This article explains how to use Cloud Composer to automate Cloud Dataprep flow migration between two workspaces. This process can be leveraged for your Cloud Data Warehouse project to move from development, test, and production following what is known as Continuous Integration and Continuous Delivery (CI/CD) pipeline in agile development.
At a high level, this pipeline will follow the process shown below:
On Github you can download the Cloud Composer Directed Acyclic Graph (DAG) example file that we will be explaining during this article.
We will be using a simple flow, with one Cloud Dataprep input and one recipe, as our example. You’ll be able to leverage this framework to extend it to support you specific environments.
Before creating this CI/CD pipeline, you should ensure that you have performed the following steps in your Google Cloud Platform (GCP) environment:
- You have Cloud Dataprep Premium enabled in each of your projects. Cloud Dataprep Premium is needed to benefit from the APIs needed in the automation process.
- You have “Owner” privileges on each of the GCP projects where Cloud Dataprep Premium is enabled. Using the Cloud Dataprep Premium APIs requires “Owner” privileges.
- You have enabled Cloud Composer in one of your projects. Note that Cloud Composer does not necessarily need to reside in the same project as Cloud Dataprep Premium.
2. Configure the variables in Cloud Composer
We need to set up four variables in Cloud Composer. These variables allow you to pass static values into a DAG.
First, we need to store the ID for the flow that we will be exporting from the development environment.
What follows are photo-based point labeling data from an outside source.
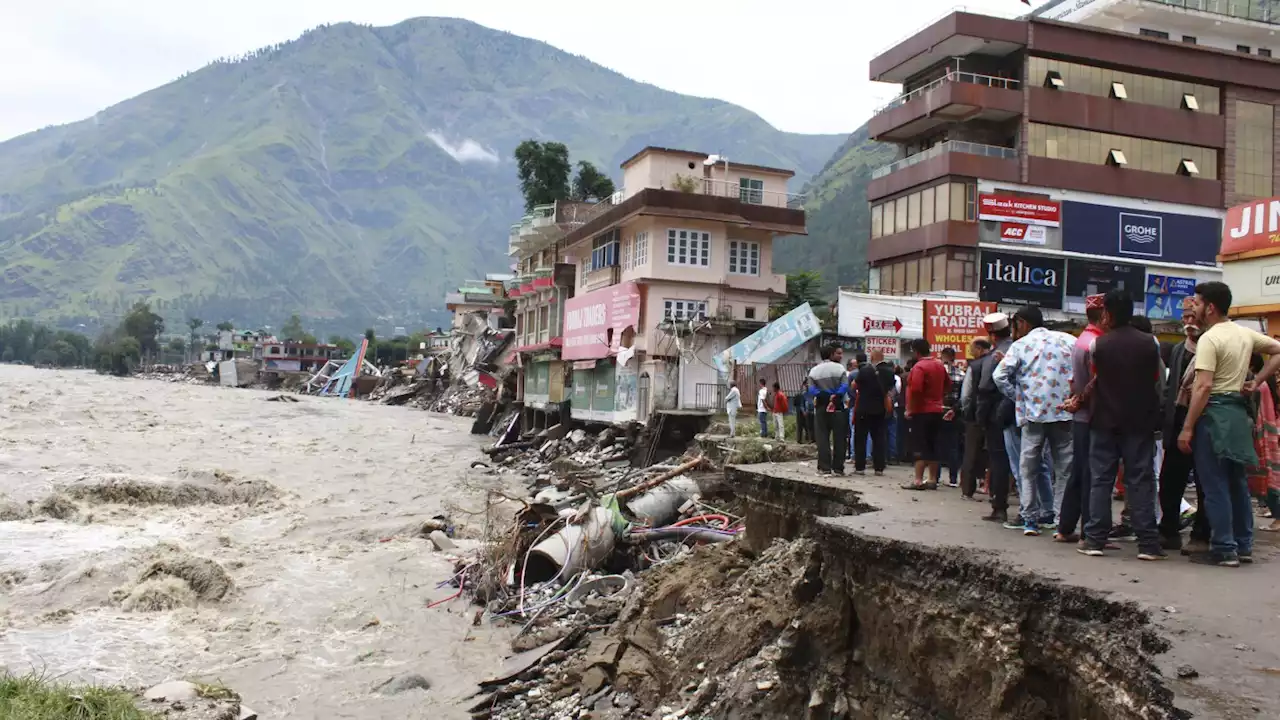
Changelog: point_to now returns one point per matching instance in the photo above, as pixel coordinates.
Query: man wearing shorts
(926, 388)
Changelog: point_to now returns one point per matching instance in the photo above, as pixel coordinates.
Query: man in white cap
(988, 402)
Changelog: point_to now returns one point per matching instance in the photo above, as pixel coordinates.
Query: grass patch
(33, 697)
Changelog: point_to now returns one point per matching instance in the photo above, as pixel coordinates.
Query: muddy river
(329, 584)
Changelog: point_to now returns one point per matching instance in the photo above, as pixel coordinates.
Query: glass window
(1093, 147)
(1255, 141)
(689, 247)
(941, 203)
(927, 206)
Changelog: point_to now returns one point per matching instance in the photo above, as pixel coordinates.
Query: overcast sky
(800, 65)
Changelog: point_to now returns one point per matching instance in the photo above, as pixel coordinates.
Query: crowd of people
(1069, 423)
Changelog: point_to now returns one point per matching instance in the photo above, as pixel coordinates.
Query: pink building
(671, 270)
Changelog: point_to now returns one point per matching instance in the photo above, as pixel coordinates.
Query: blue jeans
(1226, 496)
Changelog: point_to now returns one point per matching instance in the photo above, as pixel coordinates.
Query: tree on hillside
(803, 287)
(590, 183)
(292, 328)
(543, 169)
(144, 326)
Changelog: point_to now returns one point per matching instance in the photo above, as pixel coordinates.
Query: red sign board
(955, 323)
(1252, 227)
(1014, 209)
(594, 322)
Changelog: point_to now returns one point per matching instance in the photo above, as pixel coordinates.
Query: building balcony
(951, 158)
(956, 96)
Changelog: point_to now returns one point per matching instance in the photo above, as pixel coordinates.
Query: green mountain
(839, 218)
(353, 173)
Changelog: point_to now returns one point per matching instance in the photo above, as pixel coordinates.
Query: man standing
(951, 436)
(1075, 499)
(1176, 468)
(974, 464)
(988, 404)
(732, 404)
(762, 408)
(828, 384)
(926, 388)
(1036, 374)
(874, 405)
(1124, 418)
(1217, 422)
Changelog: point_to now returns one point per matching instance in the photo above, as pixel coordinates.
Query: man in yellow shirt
(1217, 429)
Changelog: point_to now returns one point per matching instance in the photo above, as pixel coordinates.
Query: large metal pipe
(572, 550)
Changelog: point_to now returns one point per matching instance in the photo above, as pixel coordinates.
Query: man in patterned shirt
(1036, 373)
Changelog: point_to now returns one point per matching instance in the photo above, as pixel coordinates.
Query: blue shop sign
(1144, 235)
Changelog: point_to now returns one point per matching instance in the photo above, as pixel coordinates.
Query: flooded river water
(329, 583)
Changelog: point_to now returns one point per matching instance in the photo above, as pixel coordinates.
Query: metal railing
(942, 147)
(952, 76)
(754, 196)
(1258, 10)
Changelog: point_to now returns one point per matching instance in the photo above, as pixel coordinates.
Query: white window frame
(679, 309)
(640, 247)
(689, 247)
(744, 258)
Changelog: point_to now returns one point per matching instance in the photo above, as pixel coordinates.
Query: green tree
(543, 169)
(292, 329)
(803, 287)
(590, 183)
(144, 326)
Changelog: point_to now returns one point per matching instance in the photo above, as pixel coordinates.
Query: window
(1147, 90)
(604, 250)
(684, 309)
(744, 258)
(689, 247)
(1255, 147)
(640, 250)
(1133, 153)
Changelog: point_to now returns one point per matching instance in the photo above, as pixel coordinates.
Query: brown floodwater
(330, 586)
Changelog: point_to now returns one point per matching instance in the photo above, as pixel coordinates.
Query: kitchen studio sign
(1022, 279)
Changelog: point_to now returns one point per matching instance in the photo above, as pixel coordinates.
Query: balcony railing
(1258, 10)
(942, 147)
(952, 76)
(755, 196)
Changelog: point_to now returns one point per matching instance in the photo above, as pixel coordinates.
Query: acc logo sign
(1142, 235)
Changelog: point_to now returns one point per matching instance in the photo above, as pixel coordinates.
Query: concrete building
(671, 270)
(1042, 160)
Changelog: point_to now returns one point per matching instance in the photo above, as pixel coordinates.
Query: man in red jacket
(926, 388)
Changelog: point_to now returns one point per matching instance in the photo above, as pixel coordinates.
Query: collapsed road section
(794, 614)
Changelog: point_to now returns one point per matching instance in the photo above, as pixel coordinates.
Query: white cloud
(465, 151)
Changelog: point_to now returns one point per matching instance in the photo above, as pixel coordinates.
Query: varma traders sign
(1139, 235)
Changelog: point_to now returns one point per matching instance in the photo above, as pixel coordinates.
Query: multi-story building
(1042, 160)
(542, 286)
(671, 270)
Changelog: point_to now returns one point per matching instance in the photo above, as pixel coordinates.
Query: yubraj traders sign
(594, 322)
(955, 323)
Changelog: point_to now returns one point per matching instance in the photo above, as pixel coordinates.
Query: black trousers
(1174, 475)
(997, 460)
(832, 429)
(1075, 497)
(974, 459)
(869, 425)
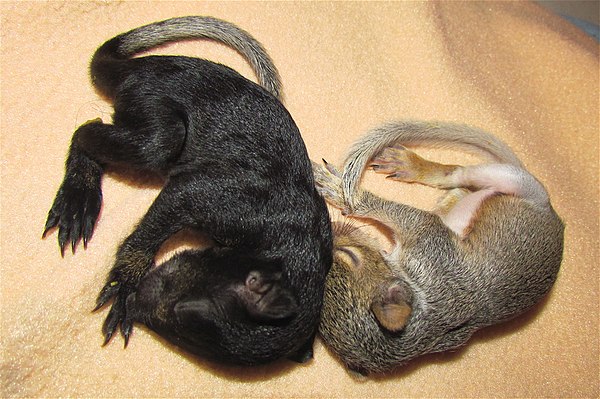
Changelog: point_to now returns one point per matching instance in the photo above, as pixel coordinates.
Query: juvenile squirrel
(489, 251)
(236, 169)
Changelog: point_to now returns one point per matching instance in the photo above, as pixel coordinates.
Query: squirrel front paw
(75, 211)
(118, 314)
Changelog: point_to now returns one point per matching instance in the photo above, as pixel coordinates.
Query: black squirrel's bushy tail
(107, 66)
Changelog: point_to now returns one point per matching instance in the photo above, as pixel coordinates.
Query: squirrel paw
(118, 314)
(400, 164)
(74, 212)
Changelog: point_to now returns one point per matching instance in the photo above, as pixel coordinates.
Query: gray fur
(409, 133)
(201, 27)
(453, 284)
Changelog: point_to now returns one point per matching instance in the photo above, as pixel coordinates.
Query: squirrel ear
(392, 306)
(266, 299)
(194, 311)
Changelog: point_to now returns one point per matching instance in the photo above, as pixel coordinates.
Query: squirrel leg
(401, 164)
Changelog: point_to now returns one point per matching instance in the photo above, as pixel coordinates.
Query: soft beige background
(512, 68)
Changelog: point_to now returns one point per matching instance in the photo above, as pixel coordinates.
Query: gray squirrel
(490, 250)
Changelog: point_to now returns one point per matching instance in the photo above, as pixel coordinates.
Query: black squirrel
(236, 169)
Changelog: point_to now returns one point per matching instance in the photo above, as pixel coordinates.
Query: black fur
(237, 170)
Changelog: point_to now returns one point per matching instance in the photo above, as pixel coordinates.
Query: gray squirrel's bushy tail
(106, 65)
(430, 134)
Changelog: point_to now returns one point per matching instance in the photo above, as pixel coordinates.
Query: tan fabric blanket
(512, 68)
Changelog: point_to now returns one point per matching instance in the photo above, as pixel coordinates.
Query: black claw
(126, 328)
(108, 291)
(107, 338)
(51, 223)
(74, 211)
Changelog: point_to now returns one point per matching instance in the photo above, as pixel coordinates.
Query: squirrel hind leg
(460, 217)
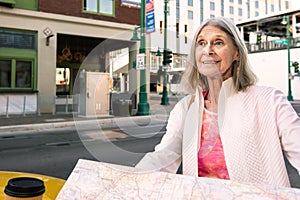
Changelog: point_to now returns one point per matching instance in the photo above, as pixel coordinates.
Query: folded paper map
(92, 180)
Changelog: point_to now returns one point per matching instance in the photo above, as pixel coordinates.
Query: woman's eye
(200, 43)
(219, 43)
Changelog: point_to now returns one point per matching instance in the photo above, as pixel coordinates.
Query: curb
(82, 121)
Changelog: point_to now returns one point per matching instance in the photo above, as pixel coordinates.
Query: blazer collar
(226, 91)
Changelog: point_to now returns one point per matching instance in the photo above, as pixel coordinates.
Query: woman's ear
(236, 56)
From the Cloud Dataprep Premium UI, open the flow that you want to export. In the URL bar, you can find the flow ID, as shown below:
Copy this ID. Open the Cloud Composer Admin/Variables interface and create a new variable containing this value.
Next, we need to store an ID for the dataset in the production environment that will be associated with your flow. As part of a CI/CD pipeline, we want to fully automate the process of preparing the production flow for deployment. This means replacing the references to datasets in the development environment with dataset references in the production environment. Open your Cloud Dataprep production project and navigate to the source dataset that you want to use. In the URL bar, you can find the dataset ID, as shown below:
Copy the dataset ID. Open the Cloud Composer Admin/Variables interface and create a new variable containing this value. If you have multiple source datasets, you should store the IDs for each dataset as an array object inside a single Cloud Composer variable.
The final variables that we need to store in Cloud Composer are the API access tokens for the Cloud Dataprep development and production projects. You can find instructions about how to create API access tokens here: API Access Token documentation. Store each of these access tokens in Cloud Composer following this format: Bearer <token>
3. Set up an HTTP connection in Cloud Composer
In Cloud Composer, you need to create a new HTTP connection to point to the Cloud Dataprep API endpoint. Ensure that the connection points to https://api.clouddataprep.com.
Developing the Cloud Composer DAG
The full DAG includes seven tasks that export the flow from the development environment, save the flow in GCS, import the flow into the production environment, and programmatically identify the correct data sources in the production environment that should be associated with the flow.
1. Define variable values by their IDs
As the first step in the DAG, pass in each of the variables that you defined in Cloud Composer. This allows you to invoke the variables in each task in your DAG.
2. Create the task to export the flow and store it in a zip file in GCS
The first task that we want to perform is exporting the flow from the development project. To do this, you will invoke the getFlowPackage API: https://api.trifacta.com/dataprep-premium/index.html#operation/getFlowPackage
Cloud Composer automatically provisions a new GCS bucket for maintaining copies of the DAGs, and storing any input/output data from executed pipelines. The GCS folder that Cloud Composer can access is /home/airflow/gcs/data. The example task shown below writes the API response to the Cloud Composer GCS data folder. This will be the zip file containing the exported flow.
Note: As an extension to this task, you could potentially move the exported flow from GCS into a Git environment.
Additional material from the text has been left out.